Hydrogen storage performance of TPO-Graphene system: first-principles calculations

Abstract

Among the many forms of graphene and its derivatives, TPO-Graphene (TPOG) exhibits good thermodynamic, mechanical stability and uniform pore size, making it a promising candidate for hydrogen storage. In this paper, we systematically analyze the hydrogen storage performance and adsorption mechanism of the TPOG system using first-principles calculations. It was found that Li and Na atoms could be stably bind to the TPOG substrate, with the metal atoms transferring significant charge to the substrate and thereby generating an electric field directed toward the substrate.
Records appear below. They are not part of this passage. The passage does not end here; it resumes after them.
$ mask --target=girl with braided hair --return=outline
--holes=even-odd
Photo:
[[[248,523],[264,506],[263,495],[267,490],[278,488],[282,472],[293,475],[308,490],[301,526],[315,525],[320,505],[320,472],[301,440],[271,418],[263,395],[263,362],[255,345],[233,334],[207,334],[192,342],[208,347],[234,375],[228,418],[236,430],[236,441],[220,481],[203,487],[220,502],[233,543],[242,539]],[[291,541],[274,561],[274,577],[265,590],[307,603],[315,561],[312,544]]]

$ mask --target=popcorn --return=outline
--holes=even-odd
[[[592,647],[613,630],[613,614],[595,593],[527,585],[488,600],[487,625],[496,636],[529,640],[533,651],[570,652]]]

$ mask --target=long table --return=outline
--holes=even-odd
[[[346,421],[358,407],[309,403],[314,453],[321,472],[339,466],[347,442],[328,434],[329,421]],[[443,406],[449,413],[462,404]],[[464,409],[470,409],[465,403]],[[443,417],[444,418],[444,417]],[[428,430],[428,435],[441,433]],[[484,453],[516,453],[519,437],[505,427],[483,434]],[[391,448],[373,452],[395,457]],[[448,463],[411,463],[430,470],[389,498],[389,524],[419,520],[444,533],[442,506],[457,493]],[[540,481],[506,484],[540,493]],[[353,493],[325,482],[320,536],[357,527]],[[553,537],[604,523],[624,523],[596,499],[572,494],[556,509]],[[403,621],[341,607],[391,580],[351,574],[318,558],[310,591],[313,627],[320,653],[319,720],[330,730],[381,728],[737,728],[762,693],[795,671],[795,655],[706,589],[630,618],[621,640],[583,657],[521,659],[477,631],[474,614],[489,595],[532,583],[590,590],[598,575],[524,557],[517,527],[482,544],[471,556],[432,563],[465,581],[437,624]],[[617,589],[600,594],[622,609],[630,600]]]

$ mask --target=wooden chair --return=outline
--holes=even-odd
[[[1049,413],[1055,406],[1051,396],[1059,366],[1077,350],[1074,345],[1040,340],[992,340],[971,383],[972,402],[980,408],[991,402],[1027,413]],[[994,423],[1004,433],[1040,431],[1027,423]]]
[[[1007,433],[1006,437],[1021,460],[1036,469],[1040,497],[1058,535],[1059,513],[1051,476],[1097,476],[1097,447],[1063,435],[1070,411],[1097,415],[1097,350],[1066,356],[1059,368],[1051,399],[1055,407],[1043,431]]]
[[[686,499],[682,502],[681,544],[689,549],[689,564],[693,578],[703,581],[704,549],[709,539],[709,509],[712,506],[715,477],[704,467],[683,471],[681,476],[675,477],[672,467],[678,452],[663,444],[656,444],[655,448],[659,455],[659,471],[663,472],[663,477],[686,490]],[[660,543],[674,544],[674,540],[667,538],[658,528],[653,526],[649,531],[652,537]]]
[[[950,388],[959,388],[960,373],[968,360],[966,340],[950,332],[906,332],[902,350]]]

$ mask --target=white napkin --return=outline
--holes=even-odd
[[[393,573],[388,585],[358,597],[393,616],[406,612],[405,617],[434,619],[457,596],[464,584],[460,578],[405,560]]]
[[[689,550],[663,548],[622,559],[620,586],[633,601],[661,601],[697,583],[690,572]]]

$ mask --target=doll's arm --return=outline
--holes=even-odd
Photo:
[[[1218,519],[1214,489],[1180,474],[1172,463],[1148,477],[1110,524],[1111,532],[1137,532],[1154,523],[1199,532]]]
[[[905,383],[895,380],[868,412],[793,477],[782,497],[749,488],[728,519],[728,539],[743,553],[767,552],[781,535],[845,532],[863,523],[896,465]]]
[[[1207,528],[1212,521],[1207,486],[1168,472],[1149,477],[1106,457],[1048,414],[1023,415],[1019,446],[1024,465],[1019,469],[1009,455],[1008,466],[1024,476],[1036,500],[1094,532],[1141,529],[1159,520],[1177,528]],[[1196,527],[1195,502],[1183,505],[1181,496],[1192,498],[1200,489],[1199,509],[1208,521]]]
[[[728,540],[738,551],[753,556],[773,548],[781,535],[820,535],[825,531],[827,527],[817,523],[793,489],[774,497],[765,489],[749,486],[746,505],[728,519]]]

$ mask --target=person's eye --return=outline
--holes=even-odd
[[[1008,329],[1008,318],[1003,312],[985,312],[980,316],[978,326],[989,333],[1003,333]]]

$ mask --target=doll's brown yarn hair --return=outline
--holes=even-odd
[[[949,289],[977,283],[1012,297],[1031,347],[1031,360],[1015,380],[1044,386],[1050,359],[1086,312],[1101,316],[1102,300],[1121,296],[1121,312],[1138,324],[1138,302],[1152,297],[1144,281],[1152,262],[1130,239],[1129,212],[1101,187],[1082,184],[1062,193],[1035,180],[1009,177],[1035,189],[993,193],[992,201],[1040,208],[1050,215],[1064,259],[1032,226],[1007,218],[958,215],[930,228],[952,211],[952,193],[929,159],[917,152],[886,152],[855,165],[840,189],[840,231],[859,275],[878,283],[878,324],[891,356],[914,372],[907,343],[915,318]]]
Adsorption calculations revealed that the 2Li@TPOG system adsorbs 8 H2 molecules, corresponding to a hydrogen storage capacity of 10.7 wt.%, while the 2Na@TPOG system adsorbs 12 H2 molecules, with a capacity reaching 12.7 wt.%. The adsorption mechanism of H2 molecules predominantly involves two distinct pathways: strong polarization induced directly by the internal electric field, resulting in an average adsorption energy of -0.303 eV; and weak polarization arising from the electric field of previously polarized H2 molecules, which induces intermolecular van der Waals interactions, with an average adsorption energy of about -0.120 eV. Molecular dynamics (MD) simulations further confirmed that at 300 K, the 2Li@TPOG and 2Na@TPOG systems retained hydrogen storage capacities of 8.3 wt.% and 8.9 wt.%, respectively, significantly exceeding the U.S. Department of Energy (DOE) target and demonstrating their promise as room-temperature hydrogen storage materials.